L'artista congolese Mwazulu Diyabanza, ad esempio, ha recentemente "portato a casa" una pietra funeraria del XIX secolo appartenente al popolo Bari del Ciad, rimuovendola dal Museo Quai Branly di Parigi, dove oltre 70.000 artefatti africani sono custoditi. Tentativi simili si sono ripetuti a Marsiglia e ad Amsterdam, sollevando ogni volta un acceso dibattito pubblico su chi sia veramente il ladro.
Diyabanza ha le idee chiare al riguardo. "Sono stati loro a rubare", sostiene, “hanno rubato una parte della mia storia, una parte della mia identità. E io ho fatto quello che farebbero tutti se vedessero un ladro: ho ripreso quello che hanno sottratto senza chiedere il permesso".
Il suo punto sulla questione identitaria è fondamentale per comprendere il significato del movimento di restituzione. Gli oggetti d'arte e i rituali aiutano gli esseri umani a navigare il loro passato e il loro presente, fornendo un ancoraggio fondamentale per l’individuo e per le comunità di individui che chiamiamo società e Stato.
L'espropriazione culturale subita dall’Africa durante il colonialismo europeo è stata pari a una cancellazione del suo passato, come a rivendicare retrospettivamente la falsa pretesa coloniale che impone sul continente vuotezza e marginalità storica.

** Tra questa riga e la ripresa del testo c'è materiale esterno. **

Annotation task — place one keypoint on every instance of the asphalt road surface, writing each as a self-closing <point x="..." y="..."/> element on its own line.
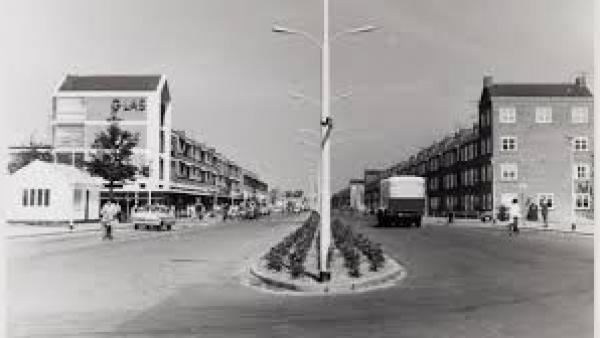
<point x="462" y="282"/>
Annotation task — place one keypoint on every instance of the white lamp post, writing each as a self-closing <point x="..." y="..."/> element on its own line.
<point x="326" y="125"/>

Opere come i bronzi del Benin del XVI secolo, ad esempio, testimoniano la lunga e complessa storia dell'Africa occidentale e il suo primo contatto con gli europei, che spesso appaiono come goffi personaggi in queste splendide sculture.
I resti umani e le maschere rituali non hanno un ruolo minore. Tradizionalmente sparsi nei villaggi, questi collegano una comunità con il suo passato e il suo presente attraverso l'esercizio del potere politico e spirituale di cui erano rappresentazione. Sottrarre questi tesori è più di una spoliazione artistica: è il tentativo di cancellare il senso di identità di un popolo.
Fig. 1
Spinti dal cambiamento della percezione internazionale e da un crescente attivismo artistico, i governi e i musei europei stanno iniziando a reagire. Lo scorso luglio la Germania ha sigillato un accordo con la Nigeria per la restituzione di oltre 1.000 artefatti saccheggiati. In agosto il Regno Unito ha seguito l'esempio. La Francia è stata tra i primi a muoversi, con un importante rapporto commissionato dal presidente Macron nel 2019 e seguito dalla restituzione dei tesori del Benin a Cotonou.

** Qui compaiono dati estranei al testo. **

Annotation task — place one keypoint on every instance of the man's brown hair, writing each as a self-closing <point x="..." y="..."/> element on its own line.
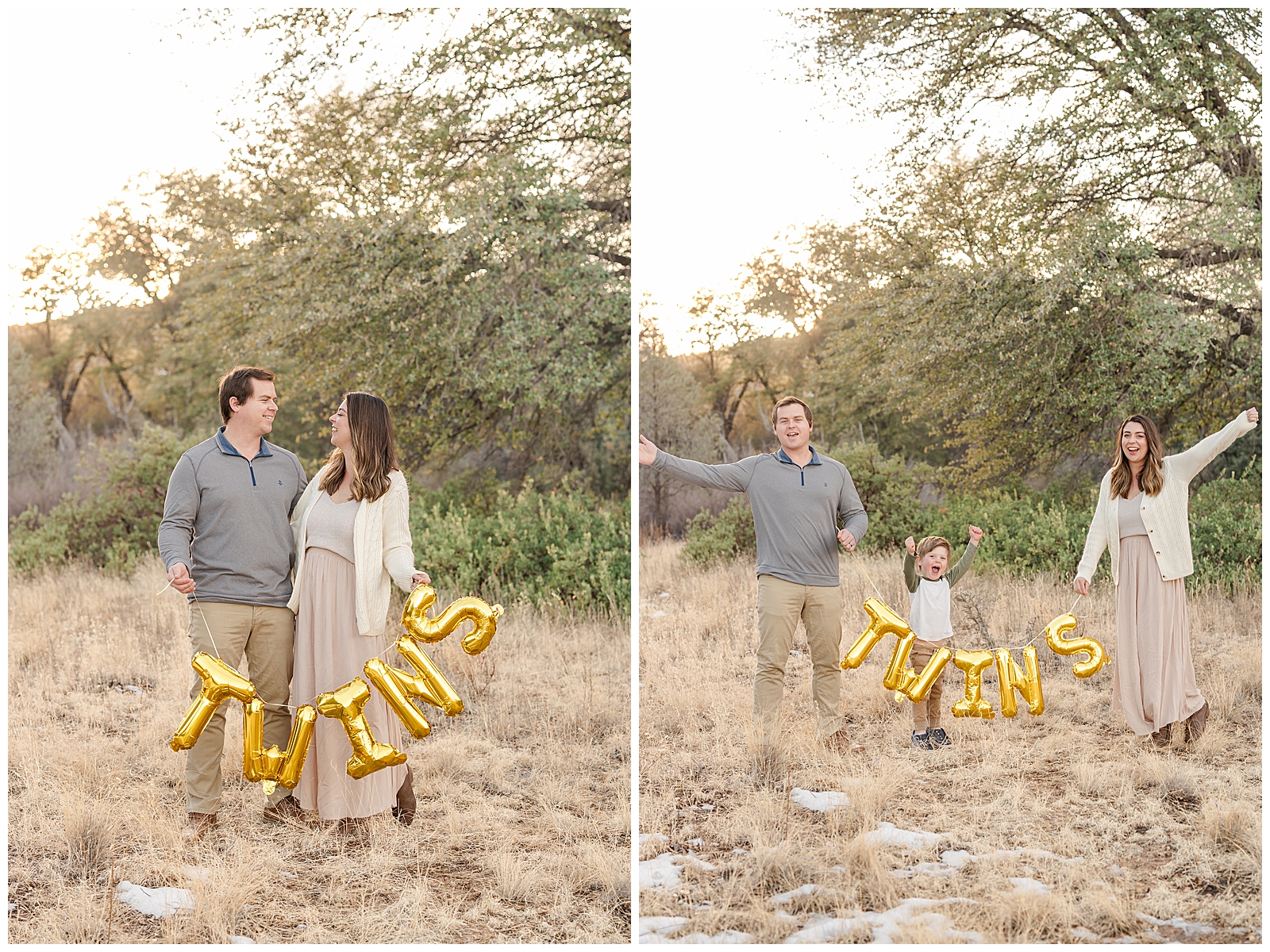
<point x="238" y="385"/>
<point x="930" y="543"/>
<point x="787" y="401"/>
<point x="370" y="425"/>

Un caso particolare viene dall’Italia, un Paese che troppo spesso tenta di dimenticare il proprio passato coloniale in Eritrea, Somalia, Libia ed Etiopia.
Nell’ottobre 2021 è stato istituito un Comitato per le restituzioni creato dal Ministero della cultura e nel quale siedono vari direttori di musei tra cui Andrea Vigliani, direttore del Museo delle Civiltà, un grande contenitore eclettico che racchiude, tra le altre, le collezioni dell’antico Museo Coloniale.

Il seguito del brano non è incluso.